BuiltWithNOF

Sermons

A man full of grace

Acts 6: 1 – 10
Rev. Peter R Green, Sunday morning, 15 Jul, 2007

THE NEW TESTAMENT speaks repeatedly of fullness. It speaks of receiving from Jesus’ fullness. It speaks of being filled with the Spirit. It speaks of being full of grace.

Do you think you are like an empty jar, getting filled with some kind of liquid called grace? Maybe you paid too much attention when some teacher told you to be quiet in class because “...an empty vessel makes the most sound!”

What does it mean to be full of grace?

I attended a seminar at Randwick Baptist Church and met a delightful Malaysian Chinese student. She told me her story.

Her family were Chinese Christians. When she came to Australia to study, being a good Christian, she looked for a Baptist Church, and found Randwick.

She was shocked at first, then found herself greatly liberated. “My family were Christians for generations,” she said. “We learnt the Bible, we knew all the terms, but I did not understand grace until I came here. The Buddhist culture is so much part of Chinese life in Malaysia that you talk about grace, but you live by works. Coming here, I saw grace in action, and it has changed my life!”

She was one of the most at ease people I have ever met. She was in love — in love with God and with life itself. I have only met a handful of people like that in my lifetime.

How can I define it? She was confident with herself and with people around her. She focused on others more than herself. I watched over several days and was fascinated by how she related to the people at that conference.

I wonder what Stephen would have been like? A man full of grace.

Today we will talk about being full of grace. It’s not a static thing, like having a jar full of jam; it’s a dynamic, life–changing thing, like a dam which keeps overflowing down the causeway and watering the farms and fields below.

I think of it as a procession: grace flowing to you and me from God then working in us before flowing through us to the world. God’s grace from beginning to end, watering a dying world and causing life to spring up wherever it lands. Grace to us, in us and through us

 

Grace to us

Stephen had received the grace of Jesus, and he was overflowing with it. In fact, he was not only filled with grace, but he was also filled with power, and, as we read, he

    ...performed great wonders and signs among the people.

But first we think about where that grace came from.
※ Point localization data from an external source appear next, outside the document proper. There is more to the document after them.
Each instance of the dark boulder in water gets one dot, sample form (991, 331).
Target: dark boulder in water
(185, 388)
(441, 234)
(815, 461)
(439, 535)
Over the past few weeks, we have seen how grace was manifested in the giving of the law, and how grace is ours through faith in the Lord, Jesus Christ.

I said that grace is getting the good things that we don‘t deserve, mercy is not getting the punishment we do deserve, and peace is what we have when we have the other two.

There is a consistent story throughout the gospel, a story of grace.

Adam and Eve were cast out of the garden, but God made them clothes to protect them away from Paradise’s bliss.

God called Abram out of Chaldea and promised to make a nation of his descendents. Abram had done nothing to deserve it, but God, in his grace, gave him everything.

He called a cheat named Jacob and turned him into Israel, a prince with God.

God called Gideon, and made him a mighty warrior when he was a mere kid working on his father’s farm, he called a young man named David — a fighter and a womaniser — and promised him an ever–lasting kingdom.

Grace reaches out to us when we least deserve it. He makes mighty men and women of us, empowered and equipped for God’s work.

And, when you come to the New Testament, that message of grace is everywhere. Jesus was full of grace and truth. Paul proclaimed faith and grace. He said,

    Rom 3:23 for all have sinned and fall short of the glory of God, 24 and all are justified freely by his grace through the redemption that came by Christ Jesus.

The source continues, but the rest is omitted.